As for feeling unattractive, you should make him aware of your insecurities—if you haven't already—and he should be considerate enough to come through with regular reassurances about your attractiveness, his feelings for you, how hot he thinks your body is, etc, etc.
Finally, NGE, I want to emphasize again that there's nothing you can do to make him want you and only you. He is who he is, he's turned on by what turns him on, and you knew that when you fell in love with him. You have neither the right nor the power to reach into his erotic imagination and yank out the bits that conflict with your ideas of what sex is or should be when two people are in love.
I wouldn't go so far as to say that your attitude is demeaning, though. It's more delusional, perhaps, with a sprinkling of irrational jimmies. But not demeaning.
Q I'm a 21-year-old male in a loving and committed relationship. The sex is great; the evenings together are great. It's a perfectly happy relationship except for this one thing: I can't get enough change. I want to be having sex with someone else. One girl is never going to be enough to make me happy.

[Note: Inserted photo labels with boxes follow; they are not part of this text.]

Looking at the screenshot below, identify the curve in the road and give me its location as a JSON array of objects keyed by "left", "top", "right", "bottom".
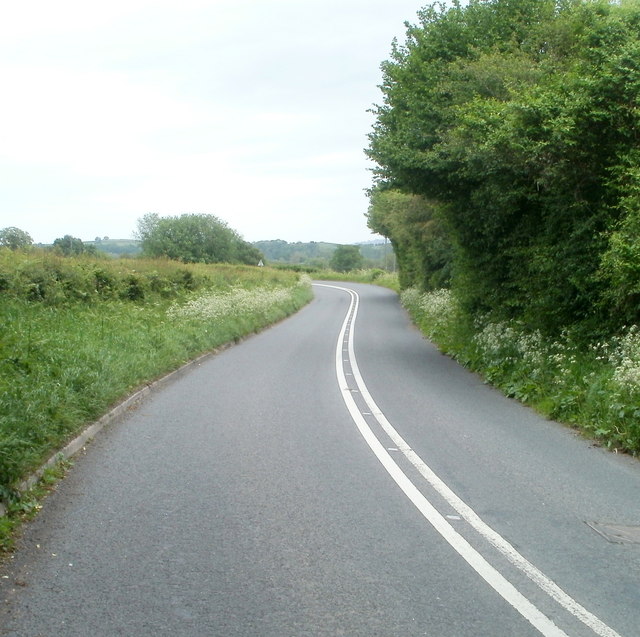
[{"left": 314, "top": 283, "right": 620, "bottom": 637}]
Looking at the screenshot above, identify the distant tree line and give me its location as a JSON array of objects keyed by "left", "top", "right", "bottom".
[
  {"left": 253, "top": 239, "right": 395, "bottom": 271},
  {"left": 367, "top": 0, "right": 640, "bottom": 334},
  {"left": 138, "top": 213, "right": 263, "bottom": 265}
]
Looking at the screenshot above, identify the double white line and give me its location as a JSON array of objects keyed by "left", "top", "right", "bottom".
[{"left": 314, "top": 284, "right": 621, "bottom": 637}]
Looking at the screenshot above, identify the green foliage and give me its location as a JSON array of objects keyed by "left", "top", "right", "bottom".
[
  {"left": 368, "top": 189, "right": 453, "bottom": 290},
  {"left": 0, "top": 226, "right": 33, "bottom": 250},
  {"left": 253, "top": 239, "right": 393, "bottom": 270},
  {"left": 0, "top": 250, "right": 311, "bottom": 495},
  {"left": 138, "top": 213, "right": 262, "bottom": 265},
  {"left": 329, "top": 245, "right": 364, "bottom": 272},
  {"left": 53, "top": 234, "right": 96, "bottom": 257},
  {"left": 368, "top": 0, "right": 640, "bottom": 336},
  {"left": 402, "top": 288, "right": 640, "bottom": 455}
]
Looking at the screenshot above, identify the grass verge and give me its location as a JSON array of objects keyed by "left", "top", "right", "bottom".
[
  {"left": 401, "top": 289, "right": 640, "bottom": 456},
  {"left": 0, "top": 251, "right": 312, "bottom": 548}
]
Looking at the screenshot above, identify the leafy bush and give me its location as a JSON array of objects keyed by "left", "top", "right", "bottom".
[{"left": 0, "top": 251, "right": 312, "bottom": 492}]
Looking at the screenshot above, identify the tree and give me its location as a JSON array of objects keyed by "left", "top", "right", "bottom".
[
  {"left": 367, "top": 0, "right": 640, "bottom": 334},
  {"left": 53, "top": 234, "right": 96, "bottom": 257},
  {"left": 367, "top": 189, "right": 453, "bottom": 290},
  {"left": 0, "top": 226, "right": 33, "bottom": 250},
  {"left": 330, "top": 245, "right": 364, "bottom": 272},
  {"left": 137, "top": 213, "right": 263, "bottom": 265}
]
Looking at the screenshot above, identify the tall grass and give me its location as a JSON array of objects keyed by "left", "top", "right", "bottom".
[
  {"left": 401, "top": 289, "right": 640, "bottom": 455},
  {"left": 0, "top": 251, "right": 312, "bottom": 492}
]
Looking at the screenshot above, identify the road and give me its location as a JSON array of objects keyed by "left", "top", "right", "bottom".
[{"left": 0, "top": 283, "right": 640, "bottom": 637}]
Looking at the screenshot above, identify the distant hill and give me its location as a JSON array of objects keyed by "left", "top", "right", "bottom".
[{"left": 84, "top": 237, "right": 142, "bottom": 257}]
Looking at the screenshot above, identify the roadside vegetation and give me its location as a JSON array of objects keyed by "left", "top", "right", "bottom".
[
  {"left": 401, "top": 288, "right": 640, "bottom": 455},
  {"left": 367, "top": 0, "right": 640, "bottom": 454},
  {"left": 0, "top": 248, "right": 312, "bottom": 520}
]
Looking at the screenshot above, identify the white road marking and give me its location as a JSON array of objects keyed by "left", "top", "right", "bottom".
[{"left": 314, "top": 284, "right": 621, "bottom": 637}]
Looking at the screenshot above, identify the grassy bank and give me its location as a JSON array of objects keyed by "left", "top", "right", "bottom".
[
  {"left": 0, "top": 251, "right": 312, "bottom": 502},
  {"left": 401, "top": 289, "right": 640, "bottom": 455}
]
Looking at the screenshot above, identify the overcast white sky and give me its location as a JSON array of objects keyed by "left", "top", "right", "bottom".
[{"left": 0, "top": 0, "right": 426, "bottom": 243}]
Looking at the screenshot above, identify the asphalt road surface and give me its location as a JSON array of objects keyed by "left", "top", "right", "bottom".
[{"left": 0, "top": 284, "right": 640, "bottom": 637}]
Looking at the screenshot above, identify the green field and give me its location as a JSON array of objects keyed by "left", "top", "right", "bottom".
[{"left": 0, "top": 250, "right": 312, "bottom": 502}]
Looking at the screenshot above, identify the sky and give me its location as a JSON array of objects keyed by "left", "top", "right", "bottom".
[{"left": 0, "top": 0, "right": 426, "bottom": 244}]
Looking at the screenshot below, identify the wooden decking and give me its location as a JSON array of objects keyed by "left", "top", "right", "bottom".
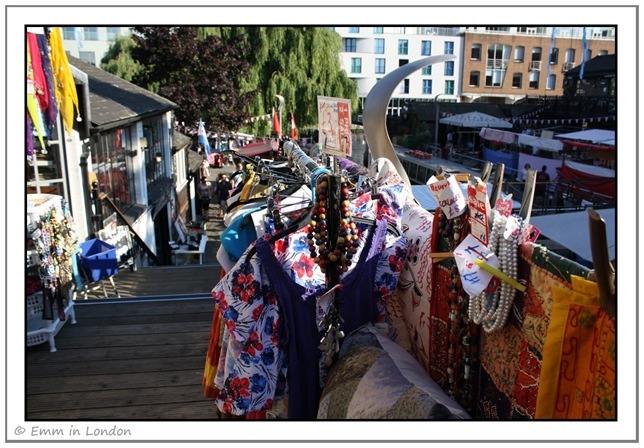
[
  {"left": 78, "top": 264, "right": 221, "bottom": 301},
  {"left": 26, "top": 298, "right": 216, "bottom": 421}
]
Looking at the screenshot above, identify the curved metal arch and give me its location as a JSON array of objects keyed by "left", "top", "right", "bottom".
[{"left": 362, "top": 54, "right": 456, "bottom": 188}]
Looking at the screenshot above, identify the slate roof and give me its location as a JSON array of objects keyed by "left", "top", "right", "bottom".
[
  {"left": 67, "top": 56, "right": 177, "bottom": 131},
  {"left": 566, "top": 54, "right": 617, "bottom": 78}
]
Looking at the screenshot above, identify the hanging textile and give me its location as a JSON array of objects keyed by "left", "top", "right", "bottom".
[
  {"left": 475, "top": 243, "right": 589, "bottom": 420},
  {"left": 27, "top": 41, "right": 45, "bottom": 148},
  {"left": 394, "top": 203, "right": 434, "bottom": 372},
  {"left": 27, "top": 33, "right": 49, "bottom": 111},
  {"left": 36, "top": 34, "right": 58, "bottom": 133},
  {"left": 536, "top": 276, "right": 617, "bottom": 419},
  {"left": 429, "top": 208, "right": 479, "bottom": 413},
  {"left": 49, "top": 27, "right": 80, "bottom": 135},
  {"left": 206, "top": 159, "right": 406, "bottom": 419}
]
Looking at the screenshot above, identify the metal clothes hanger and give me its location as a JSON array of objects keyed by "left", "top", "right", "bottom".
[
  {"left": 519, "top": 169, "right": 537, "bottom": 225},
  {"left": 362, "top": 54, "right": 456, "bottom": 189}
]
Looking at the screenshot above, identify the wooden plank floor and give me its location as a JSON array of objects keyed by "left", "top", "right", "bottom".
[
  {"left": 26, "top": 298, "right": 216, "bottom": 421},
  {"left": 77, "top": 264, "right": 221, "bottom": 301}
]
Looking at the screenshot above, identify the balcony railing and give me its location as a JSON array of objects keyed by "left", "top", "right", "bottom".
[{"left": 561, "top": 62, "right": 575, "bottom": 73}]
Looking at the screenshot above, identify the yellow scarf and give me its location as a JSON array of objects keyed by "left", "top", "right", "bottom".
[{"left": 49, "top": 27, "right": 80, "bottom": 135}]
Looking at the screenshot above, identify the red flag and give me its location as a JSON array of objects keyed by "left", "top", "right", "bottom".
[
  {"left": 273, "top": 108, "right": 282, "bottom": 136},
  {"left": 291, "top": 112, "right": 297, "bottom": 138}
]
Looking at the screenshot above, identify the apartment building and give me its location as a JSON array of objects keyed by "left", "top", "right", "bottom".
[
  {"left": 62, "top": 26, "right": 132, "bottom": 67},
  {"left": 332, "top": 26, "right": 463, "bottom": 115},
  {"left": 460, "top": 26, "right": 616, "bottom": 104}
]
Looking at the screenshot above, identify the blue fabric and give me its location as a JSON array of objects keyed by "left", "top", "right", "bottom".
[
  {"left": 256, "top": 220, "right": 387, "bottom": 420},
  {"left": 220, "top": 207, "right": 262, "bottom": 261}
]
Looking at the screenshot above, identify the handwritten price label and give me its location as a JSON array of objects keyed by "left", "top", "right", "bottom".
[
  {"left": 494, "top": 195, "right": 512, "bottom": 216},
  {"left": 427, "top": 176, "right": 466, "bottom": 219},
  {"left": 454, "top": 234, "right": 499, "bottom": 297},
  {"left": 467, "top": 178, "right": 489, "bottom": 244}
]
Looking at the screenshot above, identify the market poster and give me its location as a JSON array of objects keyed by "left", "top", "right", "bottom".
[{"left": 318, "top": 96, "right": 351, "bottom": 157}]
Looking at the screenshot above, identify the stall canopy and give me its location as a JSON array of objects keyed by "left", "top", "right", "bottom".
[
  {"left": 561, "top": 160, "right": 617, "bottom": 202},
  {"left": 555, "top": 129, "right": 615, "bottom": 145},
  {"left": 238, "top": 141, "right": 273, "bottom": 157},
  {"left": 479, "top": 128, "right": 517, "bottom": 144},
  {"left": 518, "top": 134, "right": 563, "bottom": 152},
  {"left": 440, "top": 112, "right": 512, "bottom": 129},
  {"left": 530, "top": 208, "right": 615, "bottom": 262},
  {"left": 479, "top": 128, "right": 563, "bottom": 152}
]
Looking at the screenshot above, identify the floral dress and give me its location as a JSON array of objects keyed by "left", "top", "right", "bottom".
[{"left": 212, "top": 169, "right": 407, "bottom": 415}]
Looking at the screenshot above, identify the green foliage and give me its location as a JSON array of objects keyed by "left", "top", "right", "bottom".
[
  {"left": 132, "top": 26, "right": 254, "bottom": 132},
  {"left": 104, "top": 26, "right": 358, "bottom": 135},
  {"left": 101, "top": 36, "right": 141, "bottom": 81},
  {"left": 199, "top": 27, "right": 358, "bottom": 135}
]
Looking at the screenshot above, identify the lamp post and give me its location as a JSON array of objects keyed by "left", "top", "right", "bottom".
[{"left": 434, "top": 93, "right": 442, "bottom": 152}]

I've asked her about the possibility of having a threesome. She said she'd never go for that, not MMF or FFM. She's utterly against it and always will be. But I need more. Sad fact. What do I do? —Coming Up More
A You could stick it out, I suppose, in the hopes that true love has the opposite effect on your girlfriend than it did on NGE here and that once she's crazy for you, CUM, she'll want to fuck other people and will give you the go-ahead to do the same. The odds of that happening, however, are close enough to nonexistent that I would be stripped of my professional accreditation if I advised you to live in hope.
Look, CUM, you're 21 and you're not ready to settle down—or settle for one person—not yet anyway, maybe not ever. However lovely this girl is, however pleasant your evenings together are, you're not sexually compatible. There would be fewer divorces and less heartbreak if people were encouraged to view sexual incompatibility as the deal breaker it inevitably becomes over time.
Dump the nice girl, be single, fuck around, and keep your eyes peeled for a girl who wants what you want, change and all.
Q My friend—I swear, I actually mean my friend—has been "not dating" his "not boyfriend" since August. They see each other on an almost daily basis and have even had a conversation about exclusivity. But the "not boyfriend" won't fuck my friend! What's even weirder is that they started out as fuck buddies, then didn't speak for a year before they started "not dating."
What should my friend do? He'd like to have sex with the "not boyfriend" since it was awesome the first run. —Concerned Lesbian
A It's possible that your friend's not boyfriend seroconverted sometime after their fuck-buddy arrangement expired and before they started dating, and wants to disclose his new HIV status before they start fucking again but is having a hard time working up the nerve.
Or it could be that your friend's not boyfriend isn't into your friend sexually but depends on his emotional support and doesn't want to have to share him, or compete for his nonsexual attentions, with a real live honest-to-god boyfriend.
Here's what your friend should do: tell the not boyfriend that while he values the emotional intimacy they share, he's looking for sexual intimacy too. If there's some reason why they're not fucking, he wants to know what it is. If there's no reason, he wants to start fucking. Your friend needs to make it clear that there will be no "exclusivity"—and no more "not dating"—until they're not not fucking.